NFL Punter Chris Kluwe: “I Was An NFL Player Until I Was Fired By Two Cowards And A Bigot” (DETAILS)
Hello. My name is Chris Kluwe, and for eight years I was the punter for the Minnesota Vikings. In May 2013, the Vikings released me from the team. At the time, quite a few people asked me if I thought it was because of my recent activism for same-sex marriage rights, and I was very careful in how I answered the question. My answer, verbatim, was always, “I honestly don’t know, because I’m not in those meetings with the coaches and administrative people.”
This is a true answer. I honestly don’t know if my activism was the reason I got fired.
However, I’m pretty confident it was.
Allow myself to tell you a story about … myself. The following is a record of what happened to me during my 2012 season with the Minnesota Vikings, written down immediately after the 2013 draft in April, when I realized what was happening, and revised recently only for clarity. I tried to keep things as objective as possible, and anything you see in quotes are words that I directly recall being said to me.
This is a story about how actions have consequences, no matter how just or moral you think your cause happens to be, and it’s a story about the price people all too often pay for speaking out.
Today, April 30, 2013, I am writing an account of events that transpired during my time with the Minnesota Vikings during the 2012 NFL season and leading into the 2013 season (so I don’t forget them in case it is necessary to recall what happened).

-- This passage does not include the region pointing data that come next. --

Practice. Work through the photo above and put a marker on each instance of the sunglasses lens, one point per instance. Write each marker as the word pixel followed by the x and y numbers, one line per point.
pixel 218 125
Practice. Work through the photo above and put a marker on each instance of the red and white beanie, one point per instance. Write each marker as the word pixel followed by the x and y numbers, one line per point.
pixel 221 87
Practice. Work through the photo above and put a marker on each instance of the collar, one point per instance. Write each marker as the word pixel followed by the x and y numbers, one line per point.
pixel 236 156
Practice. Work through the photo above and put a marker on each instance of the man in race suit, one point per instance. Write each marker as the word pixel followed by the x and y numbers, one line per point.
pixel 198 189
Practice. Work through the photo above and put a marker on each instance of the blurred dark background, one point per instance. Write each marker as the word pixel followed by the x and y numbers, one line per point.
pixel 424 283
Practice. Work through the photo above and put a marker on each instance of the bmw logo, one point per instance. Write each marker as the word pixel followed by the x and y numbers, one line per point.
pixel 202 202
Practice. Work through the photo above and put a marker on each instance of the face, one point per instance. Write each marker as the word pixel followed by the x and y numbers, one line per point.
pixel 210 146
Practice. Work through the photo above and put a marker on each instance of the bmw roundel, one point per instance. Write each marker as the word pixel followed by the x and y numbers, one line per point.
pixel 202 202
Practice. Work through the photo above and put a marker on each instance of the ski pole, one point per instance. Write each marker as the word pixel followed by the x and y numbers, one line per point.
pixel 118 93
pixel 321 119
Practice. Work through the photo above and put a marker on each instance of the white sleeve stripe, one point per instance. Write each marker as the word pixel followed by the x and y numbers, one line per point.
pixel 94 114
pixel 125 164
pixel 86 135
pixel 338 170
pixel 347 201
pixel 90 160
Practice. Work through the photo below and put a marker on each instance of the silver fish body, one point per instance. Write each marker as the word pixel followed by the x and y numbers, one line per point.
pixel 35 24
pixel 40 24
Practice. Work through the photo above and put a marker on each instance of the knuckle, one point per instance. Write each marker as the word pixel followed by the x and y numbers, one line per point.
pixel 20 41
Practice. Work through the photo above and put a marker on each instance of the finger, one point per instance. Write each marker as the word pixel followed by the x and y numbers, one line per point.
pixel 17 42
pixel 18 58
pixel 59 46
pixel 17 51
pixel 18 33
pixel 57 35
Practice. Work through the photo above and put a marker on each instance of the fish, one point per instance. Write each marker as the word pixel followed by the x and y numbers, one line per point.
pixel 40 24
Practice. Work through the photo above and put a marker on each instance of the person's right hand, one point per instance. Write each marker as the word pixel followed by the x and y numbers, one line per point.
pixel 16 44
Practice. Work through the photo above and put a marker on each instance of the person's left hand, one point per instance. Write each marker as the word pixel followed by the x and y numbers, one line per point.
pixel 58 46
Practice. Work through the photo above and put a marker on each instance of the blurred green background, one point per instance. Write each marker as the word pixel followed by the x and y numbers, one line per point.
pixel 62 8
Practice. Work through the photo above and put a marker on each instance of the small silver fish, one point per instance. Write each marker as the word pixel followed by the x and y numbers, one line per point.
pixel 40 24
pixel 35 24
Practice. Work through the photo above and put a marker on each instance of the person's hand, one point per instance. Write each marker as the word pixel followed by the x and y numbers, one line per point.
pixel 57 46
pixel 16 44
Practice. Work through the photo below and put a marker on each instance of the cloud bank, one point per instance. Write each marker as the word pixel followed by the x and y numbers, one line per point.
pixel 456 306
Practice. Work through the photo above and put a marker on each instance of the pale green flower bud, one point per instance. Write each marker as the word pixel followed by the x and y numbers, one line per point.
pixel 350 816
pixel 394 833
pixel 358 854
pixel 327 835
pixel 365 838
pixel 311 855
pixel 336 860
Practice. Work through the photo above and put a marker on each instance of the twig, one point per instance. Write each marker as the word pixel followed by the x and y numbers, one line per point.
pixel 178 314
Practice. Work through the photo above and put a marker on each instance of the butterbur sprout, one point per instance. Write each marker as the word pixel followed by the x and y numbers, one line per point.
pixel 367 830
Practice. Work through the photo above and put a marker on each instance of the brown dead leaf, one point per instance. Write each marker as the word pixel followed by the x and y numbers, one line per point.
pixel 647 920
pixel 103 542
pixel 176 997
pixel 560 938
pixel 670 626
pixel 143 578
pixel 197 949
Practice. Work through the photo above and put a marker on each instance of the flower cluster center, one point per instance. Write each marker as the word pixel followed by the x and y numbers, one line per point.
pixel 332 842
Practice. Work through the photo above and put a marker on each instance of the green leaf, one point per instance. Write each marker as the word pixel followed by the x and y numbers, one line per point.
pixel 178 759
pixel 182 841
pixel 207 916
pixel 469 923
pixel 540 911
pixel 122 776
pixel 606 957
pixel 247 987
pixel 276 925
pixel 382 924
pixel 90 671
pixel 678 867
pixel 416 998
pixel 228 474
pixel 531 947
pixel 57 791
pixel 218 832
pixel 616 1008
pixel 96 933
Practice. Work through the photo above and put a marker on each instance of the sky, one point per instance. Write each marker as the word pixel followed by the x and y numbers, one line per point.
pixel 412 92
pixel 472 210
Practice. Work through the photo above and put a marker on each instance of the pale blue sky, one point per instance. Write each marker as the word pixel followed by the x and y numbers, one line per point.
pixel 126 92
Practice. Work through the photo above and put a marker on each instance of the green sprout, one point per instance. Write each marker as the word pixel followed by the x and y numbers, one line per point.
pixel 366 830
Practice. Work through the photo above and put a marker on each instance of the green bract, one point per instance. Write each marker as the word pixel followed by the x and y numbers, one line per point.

During the summer of 2012, I was approached by a group called Minnesotans for Marriage Equality, which asked if I would be interested in helping defeat what was known as the Minnesota Gay Marriage Amendment. The proposed amendment would have defined marriage as “only a union of one man and one woman.” (It was voted down, and same-sex marriage is now legal in Minnesota.) I said yes, but that I would have to clear it with the team first. After talking to the Vikings legal department, I was given the go-ahead to speak on the issue as long as I made it clear I was acting as a private citizen, not as a spokesman for the Vikings, which I felt was fair and complied with. I did several radio advertisements and a dinner appearance for Minnesotans for Marriage Equality. No one from the Vikings’ legal department told me I was doing anything wrong or that I had to stop.